MBA’s Market Composite Index, a measure of mortgage application volume, dropped 3.5 percent on a seasonally adjusted basis for the week ending March 21. The decline followed a revised 0.2 percent increase (originally reported as a 1.2 percent decrease) the week prior.
Unadjusted, the index fell 3 percent week-over-week.
In purchase volumes, MBA detected a 3 percent increase on a seasonally adjusted basis, driven largely by a 4.0 percent gain in conventional purchase applications (compared to government share, which was mostly flat). The unadjusted Purchase Index also climbed 3 percent week-over-week but settled 17 percent lower than the same week last year.
On the other hand, the Refinance Index plummeted 8 percent compared to the previous week, including an 8.1 percent drop in conventional refinance applications and a 5.8 percent decline in government refinances—the latter decline bringing government refinance applications down to their lowest level since July 2011.

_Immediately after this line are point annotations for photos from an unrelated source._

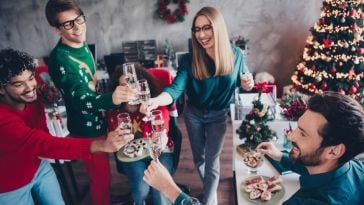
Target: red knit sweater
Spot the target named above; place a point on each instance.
(24, 138)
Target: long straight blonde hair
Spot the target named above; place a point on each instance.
(223, 52)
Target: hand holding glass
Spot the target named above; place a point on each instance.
(131, 79)
(155, 139)
(144, 95)
(124, 122)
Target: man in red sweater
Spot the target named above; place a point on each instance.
(24, 138)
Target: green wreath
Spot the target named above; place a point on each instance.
(167, 15)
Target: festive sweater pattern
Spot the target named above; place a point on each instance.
(73, 72)
(24, 138)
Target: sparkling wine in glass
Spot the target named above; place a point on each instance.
(124, 122)
(144, 91)
(154, 146)
(144, 96)
(155, 139)
(131, 79)
(157, 122)
(190, 201)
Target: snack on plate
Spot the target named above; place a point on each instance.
(252, 159)
(134, 148)
(266, 196)
(259, 188)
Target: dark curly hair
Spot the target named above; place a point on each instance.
(154, 86)
(345, 122)
(54, 7)
(13, 63)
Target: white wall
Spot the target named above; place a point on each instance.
(276, 29)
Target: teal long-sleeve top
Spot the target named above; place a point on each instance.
(344, 185)
(213, 93)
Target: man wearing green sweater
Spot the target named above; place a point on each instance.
(72, 68)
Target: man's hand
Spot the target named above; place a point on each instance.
(114, 141)
(148, 106)
(161, 100)
(247, 81)
(123, 93)
(159, 178)
(269, 149)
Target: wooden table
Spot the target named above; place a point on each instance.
(289, 181)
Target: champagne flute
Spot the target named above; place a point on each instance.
(144, 96)
(131, 79)
(124, 122)
(155, 139)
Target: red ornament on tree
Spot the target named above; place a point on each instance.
(360, 51)
(327, 42)
(352, 12)
(322, 21)
(353, 90)
(303, 69)
(313, 68)
(356, 84)
(324, 86)
(313, 87)
(342, 92)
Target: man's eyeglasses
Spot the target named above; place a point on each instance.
(68, 25)
(204, 28)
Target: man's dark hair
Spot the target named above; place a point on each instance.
(13, 63)
(54, 7)
(345, 122)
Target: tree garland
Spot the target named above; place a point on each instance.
(167, 15)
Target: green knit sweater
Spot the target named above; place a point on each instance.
(73, 72)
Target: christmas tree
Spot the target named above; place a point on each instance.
(254, 128)
(333, 57)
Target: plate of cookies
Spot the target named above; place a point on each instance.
(133, 151)
(263, 190)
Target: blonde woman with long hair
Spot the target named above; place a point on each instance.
(209, 76)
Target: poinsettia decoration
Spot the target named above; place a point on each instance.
(169, 16)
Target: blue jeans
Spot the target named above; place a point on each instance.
(206, 130)
(139, 189)
(44, 189)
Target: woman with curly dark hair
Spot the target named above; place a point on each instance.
(135, 170)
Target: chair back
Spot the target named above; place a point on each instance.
(165, 78)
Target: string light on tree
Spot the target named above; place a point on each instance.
(333, 58)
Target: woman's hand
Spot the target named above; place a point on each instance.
(247, 81)
(123, 93)
(114, 141)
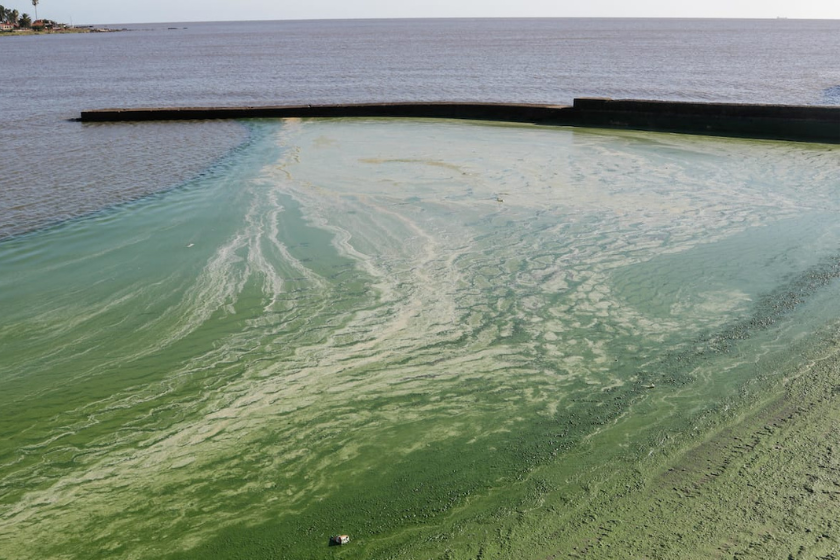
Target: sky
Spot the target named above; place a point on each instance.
(151, 11)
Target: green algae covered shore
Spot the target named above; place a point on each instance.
(444, 339)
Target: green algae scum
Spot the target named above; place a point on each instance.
(443, 339)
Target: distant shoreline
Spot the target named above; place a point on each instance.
(70, 30)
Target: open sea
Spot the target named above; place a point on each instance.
(234, 339)
(53, 169)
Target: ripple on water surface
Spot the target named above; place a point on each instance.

The refinance share of total mortgage activity for the week was 54 percent, the lowest since April 2010.
Contributing to the drop in refinance demand was an increase in mortgage rates to their highest point since January. According to MBA’s metrics, the average rate for a 30-year fixed-rate mortgage rose to 4.56 percent, with points increasing to 0.29 from 0.26 (including the origination fee) for 80 percent loan-to-value ratio mortgages.